Nel caso di specie l'indicazione di vane le ricerche esperite sul posto», al cospetto dell'accertata residenza anagrafica, evidenzia una carenza del procedimento notificatorio sotto il profilo del requisito della effettività delle ricerche e della specifica indicazione di quali siano state le "effettive" ricerche compiute, rilevante nel caso di specie come requisito formale indispensabile per il raggiungimento dello scopo dell'atto (art. 156, comma 2, cod. proc. civ.). In mancanza infatti della specifica indicazione delle effettive ricerche compiute, la generica indicazione di «vane le ricerche esperite sul posto» è inidonea ad integrare un fatto di cui l'ufficiale giudiziario dia conto nel processo verbale, per il quale incomba sulla parte interessata l'onere di proporre querela di falso, ma ha la valenza esclusivamente di una valutazione, non assistita, come è noto, dalla precipua efficacia dell'atto pubblico (in particolare, l'ufficiale giudiziario ha stimato "vane" le ricerche esperite, ma ha omesso di attestare i fatti, che sarebbero avvenuti, corrispondenti alle ricerche eseguite). Non vale richiamare Cass. n.. 17964 del 2017, come si fa nella memoria della controricorrente, la quale esclude che ricorra la nullità nel caso di mancata indicazione nel processo verbale delle indagini eseguite a condizione però che risulti comunque con assoluta certezza l'effettivo compimento delle stesse, circostanza che non risulta nel caso di specie (mentre sussisteva nel caso di cui al precedente appena citato).

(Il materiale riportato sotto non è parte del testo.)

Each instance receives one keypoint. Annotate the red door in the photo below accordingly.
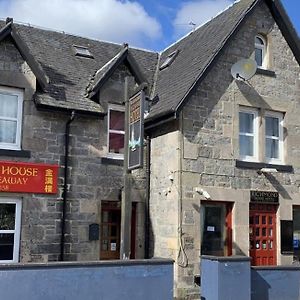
(262, 223)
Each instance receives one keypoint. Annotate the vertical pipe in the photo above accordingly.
(65, 190)
(147, 213)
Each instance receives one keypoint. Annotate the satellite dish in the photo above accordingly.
(244, 69)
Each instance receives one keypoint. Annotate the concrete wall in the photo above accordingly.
(275, 283)
(127, 280)
(92, 176)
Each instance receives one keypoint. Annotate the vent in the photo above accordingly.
(82, 51)
(168, 61)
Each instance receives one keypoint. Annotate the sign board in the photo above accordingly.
(264, 197)
(136, 130)
(28, 177)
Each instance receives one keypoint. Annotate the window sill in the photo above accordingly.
(15, 153)
(112, 161)
(258, 165)
(265, 72)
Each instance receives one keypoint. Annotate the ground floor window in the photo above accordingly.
(216, 228)
(10, 223)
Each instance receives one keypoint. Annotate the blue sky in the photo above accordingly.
(147, 24)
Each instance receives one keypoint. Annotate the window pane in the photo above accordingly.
(8, 106)
(7, 216)
(272, 126)
(8, 131)
(6, 246)
(116, 120)
(246, 145)
(258, 41)
(258, 57)
(116, 143)
(246, 122)
(272, 148)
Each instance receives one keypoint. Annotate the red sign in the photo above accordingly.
(28, 177)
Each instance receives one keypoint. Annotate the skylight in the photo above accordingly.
(82, 51)
(170, 58)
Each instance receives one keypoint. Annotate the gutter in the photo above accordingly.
(65, 190)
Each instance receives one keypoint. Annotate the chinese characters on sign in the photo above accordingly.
(28, 178)
(136, 131)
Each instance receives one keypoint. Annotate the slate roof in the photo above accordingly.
(69, 82)
(70, 75)
(197, 51)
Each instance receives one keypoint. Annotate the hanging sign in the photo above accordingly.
(136, 131)
(28, 177)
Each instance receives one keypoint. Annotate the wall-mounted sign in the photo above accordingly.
(28, 177)
(136, 131)
(264, 197)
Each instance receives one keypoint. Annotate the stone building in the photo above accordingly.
(222, 161)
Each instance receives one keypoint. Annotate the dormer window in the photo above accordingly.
(82, 51)
(168, 61)
(260, 51)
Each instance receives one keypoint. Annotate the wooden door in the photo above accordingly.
(262, 234)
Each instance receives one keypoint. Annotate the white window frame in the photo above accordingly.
(17, 229)
(19, 93)
(263, 49)
(254, 112)
(121, 108)
(279, 116)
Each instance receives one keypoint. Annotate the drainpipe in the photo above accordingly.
(147, 214)
(65, 190)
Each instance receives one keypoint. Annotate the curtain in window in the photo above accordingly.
(272, 137)
(8, 118)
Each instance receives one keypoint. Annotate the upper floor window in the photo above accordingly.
(10, 224)
(260, 51)
(116, 131)
(250, 134)
(11, 105)
(273, 137)
(248, 128)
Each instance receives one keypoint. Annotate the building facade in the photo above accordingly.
(221, 172)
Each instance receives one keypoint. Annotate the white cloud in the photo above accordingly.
(197, 12)
(111, 20)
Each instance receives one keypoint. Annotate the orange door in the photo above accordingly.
(262, 222)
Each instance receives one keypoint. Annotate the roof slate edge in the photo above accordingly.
(285, 25)
(34, 65)
(215, 54)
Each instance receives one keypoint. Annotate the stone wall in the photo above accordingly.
(92, 176)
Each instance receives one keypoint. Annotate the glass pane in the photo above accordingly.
(246, 145)
(258, 57)
(257, 231)
(6, 246)
(7, 216)
(116, 143)
(272, 148)
(213, 230)
(8, 131)
(246, 122)
(8, 106)
(258, 41)
(257, 244)
(105, 230)
(116, 120)
(272, 126)
(105, 245)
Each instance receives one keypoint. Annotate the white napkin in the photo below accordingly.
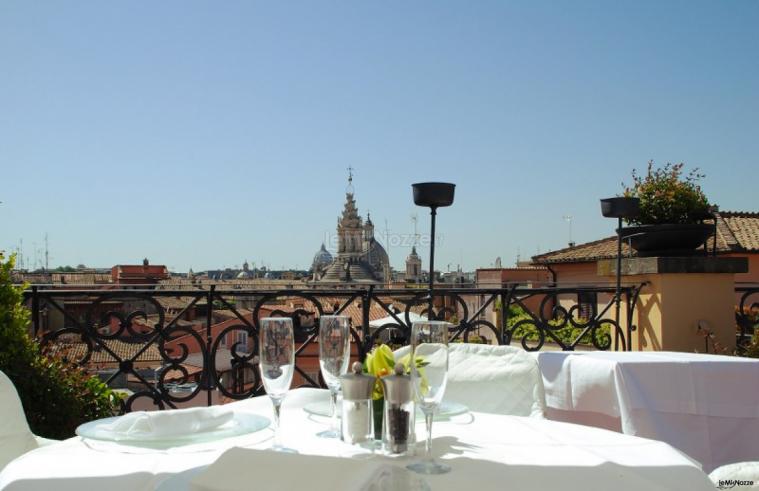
(237, 468)
(171, 423)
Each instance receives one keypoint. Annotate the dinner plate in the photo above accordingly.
(240, 424)
(447, 408)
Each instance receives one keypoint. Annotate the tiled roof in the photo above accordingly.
(736, 232)
(744, 227)
(124, 351)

Con il secondo motivo si denuncia violazione dell'art. 112 cod. proc. civ., ai sensi dell'art. 360, comma 1, n. 3, cod. proc. civ.. Osserva la parte ricorrente che la corte territoriale, ritenendo travolta la domanda riconvenzionale, ha confuso il contenuto di domande che restano autonome, con l'istituto della compensazione e che il contenuto della domanda riconvenzionale prescinde del tutto dall'opposizione a decreto ingiuntivo.
L'accoglimento del precedente motivo determina l'assorbimento del motivo.
P.Q.M.
Accoglie il primo motivo del ricorso, con assorbimento del secondo motivo; cassa la sentenza in relazione al motivo accolto; rinvia alla Corte di appello di Brescia in diversa composizione, cui demanda di provvedere anche sulle spese del giudizio di legittimità.